Event Information here: http://www.soapfactory.org/exhibition/here-comes-jesus-a-video-series-by-joshua-mcgarvey

LAST WEEKEND – “Repellent Fence” by the Southwest-based artist collective Postcommodity

Bockley Gallery (2123 W 21st Street, Minneapolis, MN 55405)

Runs through April 22nd

It seems like only yesterday that then-Republican presidential candidate Donald J. Trump rallied his supporters around the idea of building a wall between Mexico and the U.S. and making Mexico pay for it. The idea has since made countless headlines and been parodied to death on “Saturday Night Live." Currently, the wall is facing its first lawsuit. This is the last weekend to see “Repellent Fence” (2015), a work by the art collective Postcommodity, which is based in the Southwest, and contemplates the border. In 2015, they created an installation at the U.S.-Mexico border that asked questions about both the arbitrary and sociopolitical implications of borders.

Exhibition information: http://www.bockleygallery.com/artist_postcommodity/exhibition/01.html

ONGOING – Gudrun Lock, “Objects of Study”

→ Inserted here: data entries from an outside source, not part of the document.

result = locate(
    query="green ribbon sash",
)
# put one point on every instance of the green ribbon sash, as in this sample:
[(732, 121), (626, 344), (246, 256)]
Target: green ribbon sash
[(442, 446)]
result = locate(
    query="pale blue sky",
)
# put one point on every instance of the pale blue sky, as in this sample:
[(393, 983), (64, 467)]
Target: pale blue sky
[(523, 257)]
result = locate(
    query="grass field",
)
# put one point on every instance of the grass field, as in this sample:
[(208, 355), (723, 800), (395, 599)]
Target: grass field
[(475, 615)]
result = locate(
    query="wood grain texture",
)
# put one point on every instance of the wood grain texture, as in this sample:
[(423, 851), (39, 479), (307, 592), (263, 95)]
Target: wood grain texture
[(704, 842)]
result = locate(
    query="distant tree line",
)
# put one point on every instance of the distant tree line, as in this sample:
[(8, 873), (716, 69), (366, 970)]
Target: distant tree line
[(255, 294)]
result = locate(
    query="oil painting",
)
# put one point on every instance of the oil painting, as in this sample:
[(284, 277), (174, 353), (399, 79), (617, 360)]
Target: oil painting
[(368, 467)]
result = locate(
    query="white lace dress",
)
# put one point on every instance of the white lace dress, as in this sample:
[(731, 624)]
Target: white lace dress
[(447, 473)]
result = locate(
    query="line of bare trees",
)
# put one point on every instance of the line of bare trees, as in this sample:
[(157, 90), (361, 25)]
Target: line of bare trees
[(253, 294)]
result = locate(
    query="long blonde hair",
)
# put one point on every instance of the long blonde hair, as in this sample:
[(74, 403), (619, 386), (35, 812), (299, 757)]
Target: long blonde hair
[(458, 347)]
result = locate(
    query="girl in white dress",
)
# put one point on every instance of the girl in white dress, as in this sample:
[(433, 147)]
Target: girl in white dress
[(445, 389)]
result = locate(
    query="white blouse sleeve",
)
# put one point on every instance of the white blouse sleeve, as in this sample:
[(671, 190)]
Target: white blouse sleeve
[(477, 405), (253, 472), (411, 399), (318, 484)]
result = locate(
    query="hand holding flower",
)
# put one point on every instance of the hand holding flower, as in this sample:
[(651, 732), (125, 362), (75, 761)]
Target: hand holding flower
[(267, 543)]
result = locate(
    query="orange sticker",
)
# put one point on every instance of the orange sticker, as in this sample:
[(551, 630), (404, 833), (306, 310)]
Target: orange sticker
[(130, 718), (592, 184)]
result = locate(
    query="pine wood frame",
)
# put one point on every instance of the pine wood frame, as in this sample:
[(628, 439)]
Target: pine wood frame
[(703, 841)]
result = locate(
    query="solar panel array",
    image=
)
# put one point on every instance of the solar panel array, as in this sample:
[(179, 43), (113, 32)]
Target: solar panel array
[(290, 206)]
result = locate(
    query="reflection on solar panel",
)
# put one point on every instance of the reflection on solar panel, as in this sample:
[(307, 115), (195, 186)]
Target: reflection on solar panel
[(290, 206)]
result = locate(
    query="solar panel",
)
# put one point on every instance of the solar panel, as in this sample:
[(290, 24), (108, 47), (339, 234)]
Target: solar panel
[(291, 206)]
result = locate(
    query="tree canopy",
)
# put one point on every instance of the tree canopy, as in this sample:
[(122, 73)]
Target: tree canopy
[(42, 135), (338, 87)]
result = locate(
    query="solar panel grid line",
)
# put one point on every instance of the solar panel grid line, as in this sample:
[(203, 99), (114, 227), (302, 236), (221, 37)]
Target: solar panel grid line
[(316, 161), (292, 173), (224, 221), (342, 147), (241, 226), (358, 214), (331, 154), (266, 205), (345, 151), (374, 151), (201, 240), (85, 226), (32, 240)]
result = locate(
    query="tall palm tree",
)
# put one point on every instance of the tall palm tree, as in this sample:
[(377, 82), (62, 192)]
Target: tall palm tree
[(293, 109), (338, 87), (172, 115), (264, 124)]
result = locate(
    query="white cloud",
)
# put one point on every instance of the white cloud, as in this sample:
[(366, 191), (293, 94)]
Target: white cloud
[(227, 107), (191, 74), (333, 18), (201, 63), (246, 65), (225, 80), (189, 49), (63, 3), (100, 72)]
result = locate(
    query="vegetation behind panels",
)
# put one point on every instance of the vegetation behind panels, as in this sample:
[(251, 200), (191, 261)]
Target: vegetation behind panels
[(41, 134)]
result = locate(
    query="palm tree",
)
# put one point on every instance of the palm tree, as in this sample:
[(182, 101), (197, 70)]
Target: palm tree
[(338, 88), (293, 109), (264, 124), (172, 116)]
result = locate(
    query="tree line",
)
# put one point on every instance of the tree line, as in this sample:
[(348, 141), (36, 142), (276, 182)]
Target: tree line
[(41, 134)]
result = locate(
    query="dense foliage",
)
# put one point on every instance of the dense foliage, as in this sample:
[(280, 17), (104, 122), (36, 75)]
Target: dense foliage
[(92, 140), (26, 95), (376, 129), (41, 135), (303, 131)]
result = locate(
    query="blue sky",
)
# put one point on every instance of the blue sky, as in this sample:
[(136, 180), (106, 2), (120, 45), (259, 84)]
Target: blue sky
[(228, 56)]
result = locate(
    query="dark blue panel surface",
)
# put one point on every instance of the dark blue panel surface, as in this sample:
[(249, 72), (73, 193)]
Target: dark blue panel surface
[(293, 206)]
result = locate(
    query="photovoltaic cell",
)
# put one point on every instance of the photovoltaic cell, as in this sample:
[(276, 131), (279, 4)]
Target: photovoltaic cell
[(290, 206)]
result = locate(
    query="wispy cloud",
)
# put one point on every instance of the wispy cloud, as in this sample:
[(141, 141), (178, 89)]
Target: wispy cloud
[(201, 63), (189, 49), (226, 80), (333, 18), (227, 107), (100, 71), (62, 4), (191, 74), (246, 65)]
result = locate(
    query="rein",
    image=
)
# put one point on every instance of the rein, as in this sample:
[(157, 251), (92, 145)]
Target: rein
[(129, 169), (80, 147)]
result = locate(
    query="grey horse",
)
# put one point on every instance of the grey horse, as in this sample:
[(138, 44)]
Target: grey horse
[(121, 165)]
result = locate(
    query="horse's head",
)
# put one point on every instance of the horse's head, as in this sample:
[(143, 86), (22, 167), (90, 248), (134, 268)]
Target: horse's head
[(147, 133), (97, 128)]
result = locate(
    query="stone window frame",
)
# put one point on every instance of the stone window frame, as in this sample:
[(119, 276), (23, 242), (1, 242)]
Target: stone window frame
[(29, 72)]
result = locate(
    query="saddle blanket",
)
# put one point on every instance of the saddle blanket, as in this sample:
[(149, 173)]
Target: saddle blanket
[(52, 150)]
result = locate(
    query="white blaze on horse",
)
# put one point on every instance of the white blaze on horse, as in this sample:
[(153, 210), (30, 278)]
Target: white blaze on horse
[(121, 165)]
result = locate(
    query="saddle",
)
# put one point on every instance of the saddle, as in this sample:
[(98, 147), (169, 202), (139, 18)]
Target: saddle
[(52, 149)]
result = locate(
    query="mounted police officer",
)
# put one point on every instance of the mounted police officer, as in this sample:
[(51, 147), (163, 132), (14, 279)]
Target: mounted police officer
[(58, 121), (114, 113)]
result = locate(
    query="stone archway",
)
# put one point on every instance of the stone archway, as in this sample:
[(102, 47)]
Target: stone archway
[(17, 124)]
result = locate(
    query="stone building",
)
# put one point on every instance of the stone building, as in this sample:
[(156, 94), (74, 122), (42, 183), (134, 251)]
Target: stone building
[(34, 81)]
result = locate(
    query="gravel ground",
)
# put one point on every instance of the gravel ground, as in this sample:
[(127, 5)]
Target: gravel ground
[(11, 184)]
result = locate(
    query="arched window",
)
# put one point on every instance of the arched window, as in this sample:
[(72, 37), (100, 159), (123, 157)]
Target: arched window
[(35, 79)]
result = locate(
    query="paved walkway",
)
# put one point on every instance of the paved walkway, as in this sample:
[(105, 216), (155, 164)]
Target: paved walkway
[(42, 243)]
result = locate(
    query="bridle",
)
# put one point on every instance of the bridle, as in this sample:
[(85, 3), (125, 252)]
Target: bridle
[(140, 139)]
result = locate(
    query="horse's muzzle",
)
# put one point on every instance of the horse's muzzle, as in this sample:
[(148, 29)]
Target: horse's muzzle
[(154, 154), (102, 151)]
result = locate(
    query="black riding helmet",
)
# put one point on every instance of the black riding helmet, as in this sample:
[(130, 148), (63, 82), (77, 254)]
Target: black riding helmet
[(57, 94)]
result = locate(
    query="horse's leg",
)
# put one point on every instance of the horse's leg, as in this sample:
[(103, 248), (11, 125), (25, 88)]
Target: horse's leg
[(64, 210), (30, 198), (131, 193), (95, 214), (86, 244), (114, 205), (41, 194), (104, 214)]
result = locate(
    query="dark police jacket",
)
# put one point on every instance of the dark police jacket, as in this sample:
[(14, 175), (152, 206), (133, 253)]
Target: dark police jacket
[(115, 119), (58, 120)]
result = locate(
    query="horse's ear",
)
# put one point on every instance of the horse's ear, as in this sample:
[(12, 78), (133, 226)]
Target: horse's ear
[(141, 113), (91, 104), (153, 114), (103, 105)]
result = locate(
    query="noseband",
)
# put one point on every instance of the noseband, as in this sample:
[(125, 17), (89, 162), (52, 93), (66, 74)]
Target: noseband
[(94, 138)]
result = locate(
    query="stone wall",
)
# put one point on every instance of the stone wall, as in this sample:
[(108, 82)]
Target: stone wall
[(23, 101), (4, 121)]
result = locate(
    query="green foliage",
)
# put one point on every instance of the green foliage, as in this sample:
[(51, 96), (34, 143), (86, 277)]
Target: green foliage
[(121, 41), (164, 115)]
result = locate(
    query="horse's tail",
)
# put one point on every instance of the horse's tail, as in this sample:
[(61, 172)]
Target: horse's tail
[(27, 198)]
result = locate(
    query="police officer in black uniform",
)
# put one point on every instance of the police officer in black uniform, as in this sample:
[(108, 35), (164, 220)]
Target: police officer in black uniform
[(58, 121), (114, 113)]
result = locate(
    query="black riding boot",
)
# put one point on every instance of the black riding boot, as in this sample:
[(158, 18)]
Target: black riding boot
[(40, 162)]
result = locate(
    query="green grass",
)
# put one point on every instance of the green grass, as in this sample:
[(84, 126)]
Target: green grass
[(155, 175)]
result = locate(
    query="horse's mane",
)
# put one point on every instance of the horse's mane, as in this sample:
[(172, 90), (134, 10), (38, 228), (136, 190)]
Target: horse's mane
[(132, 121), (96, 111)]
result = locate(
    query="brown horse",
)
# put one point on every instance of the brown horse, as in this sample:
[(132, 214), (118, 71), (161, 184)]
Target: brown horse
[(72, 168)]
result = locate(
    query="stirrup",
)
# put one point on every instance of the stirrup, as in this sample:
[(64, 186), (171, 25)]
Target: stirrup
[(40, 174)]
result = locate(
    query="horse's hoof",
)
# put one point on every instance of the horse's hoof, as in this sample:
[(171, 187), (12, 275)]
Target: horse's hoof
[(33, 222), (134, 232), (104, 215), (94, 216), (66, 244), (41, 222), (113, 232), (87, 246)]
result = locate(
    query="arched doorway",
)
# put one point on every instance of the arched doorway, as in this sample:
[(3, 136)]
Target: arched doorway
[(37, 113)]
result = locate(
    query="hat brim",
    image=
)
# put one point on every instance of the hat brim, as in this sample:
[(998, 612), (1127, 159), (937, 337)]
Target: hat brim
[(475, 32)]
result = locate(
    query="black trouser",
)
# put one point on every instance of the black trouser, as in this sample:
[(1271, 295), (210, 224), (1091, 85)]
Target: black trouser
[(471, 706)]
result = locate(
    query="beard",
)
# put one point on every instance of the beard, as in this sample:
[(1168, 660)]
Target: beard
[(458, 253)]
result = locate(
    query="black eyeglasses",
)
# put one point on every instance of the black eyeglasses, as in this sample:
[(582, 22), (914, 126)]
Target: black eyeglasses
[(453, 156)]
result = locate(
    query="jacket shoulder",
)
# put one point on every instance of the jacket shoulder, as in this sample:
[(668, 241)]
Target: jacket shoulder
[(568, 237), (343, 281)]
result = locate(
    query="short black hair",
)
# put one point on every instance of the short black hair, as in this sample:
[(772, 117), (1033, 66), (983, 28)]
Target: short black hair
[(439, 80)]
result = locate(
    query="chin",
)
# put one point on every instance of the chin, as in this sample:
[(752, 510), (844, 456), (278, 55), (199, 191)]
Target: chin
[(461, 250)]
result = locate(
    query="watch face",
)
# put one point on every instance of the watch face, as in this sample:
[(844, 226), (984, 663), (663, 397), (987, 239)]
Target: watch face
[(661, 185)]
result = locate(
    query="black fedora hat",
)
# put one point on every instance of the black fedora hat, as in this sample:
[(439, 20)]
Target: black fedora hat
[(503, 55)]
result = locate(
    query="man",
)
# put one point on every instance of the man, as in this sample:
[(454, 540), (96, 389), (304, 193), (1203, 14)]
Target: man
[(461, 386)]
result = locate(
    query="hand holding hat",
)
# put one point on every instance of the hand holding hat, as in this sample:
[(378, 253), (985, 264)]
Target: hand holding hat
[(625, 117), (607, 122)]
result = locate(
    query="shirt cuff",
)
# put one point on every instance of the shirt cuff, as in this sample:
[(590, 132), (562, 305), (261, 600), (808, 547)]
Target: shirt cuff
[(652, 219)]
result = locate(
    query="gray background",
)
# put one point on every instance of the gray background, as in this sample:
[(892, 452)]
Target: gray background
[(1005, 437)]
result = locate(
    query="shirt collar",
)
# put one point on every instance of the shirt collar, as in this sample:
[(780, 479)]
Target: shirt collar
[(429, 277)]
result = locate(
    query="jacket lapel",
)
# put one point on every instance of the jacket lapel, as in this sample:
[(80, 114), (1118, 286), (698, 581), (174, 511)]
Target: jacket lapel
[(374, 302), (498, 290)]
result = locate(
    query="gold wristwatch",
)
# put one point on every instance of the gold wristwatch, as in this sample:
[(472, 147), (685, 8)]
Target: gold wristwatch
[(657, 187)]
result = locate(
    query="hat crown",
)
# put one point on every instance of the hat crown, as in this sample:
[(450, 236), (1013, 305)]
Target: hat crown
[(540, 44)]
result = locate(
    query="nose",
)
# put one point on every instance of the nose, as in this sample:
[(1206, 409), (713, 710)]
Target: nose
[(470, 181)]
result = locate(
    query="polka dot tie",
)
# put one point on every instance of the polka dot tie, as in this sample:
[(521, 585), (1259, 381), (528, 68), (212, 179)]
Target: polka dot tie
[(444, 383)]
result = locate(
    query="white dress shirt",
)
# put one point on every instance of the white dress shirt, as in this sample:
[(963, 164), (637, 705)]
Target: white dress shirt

The White Page (3400 Cedar Ave, Minneapolis)

Runs through April 30th

Gudrun Lock’s exhibition “Objects of Study” purports to “making a claim for that which is relegated to the ditch.” In other words, it is an argument for trash, which reminds me of this Minnesota REFUSE vanity plate that I wrote about earlier this week. Go see this show and find out what all the trash is about.

Exhibition information: http://the-white-page.org/Objects-of-Study-Gudrun-Lock

ONGOING – “Roadside Attractions: The Next 5 Exits”

Northern Clay Center (2424 Franklin Avenue East, Minneapolis, MN 55406)

Runs through April 30th

People who collect objects assign meanings to said objects – otherwise why would they feel that they're important to hold onto? In the exhibition “Roadside Attractions: The Next 5 Exits,” guest curator Pattie Chalmers organized five artists whose work deals with objects that discuss travel or nostalgic glimpses of Americana, or just an experience.

Exhibition information: https://www.northernclaycenter.org//node/1110/

ONGOING – Alison Hiltner: “It Is Yesterday”

Minneapolis Institute of Art (2400 Third Avenue South, Minneapolis 55404)

runs through June 25, 2017

Allison Hiltner bills herself as something of a futuristic archaeologist of science fiction, excavating film, TV and video games in order to mine meaning out of them. Her latest finding is presented as a large-scale sculptural installation that asks viewers to consider our current sci-fi-like reality. This is a science-y show without the complicated chemistry equations, and it’s even funny at times. Most exciting for visitors is the responsive environment, rather than a typical, static art-viewing experience. Go and become a part of it.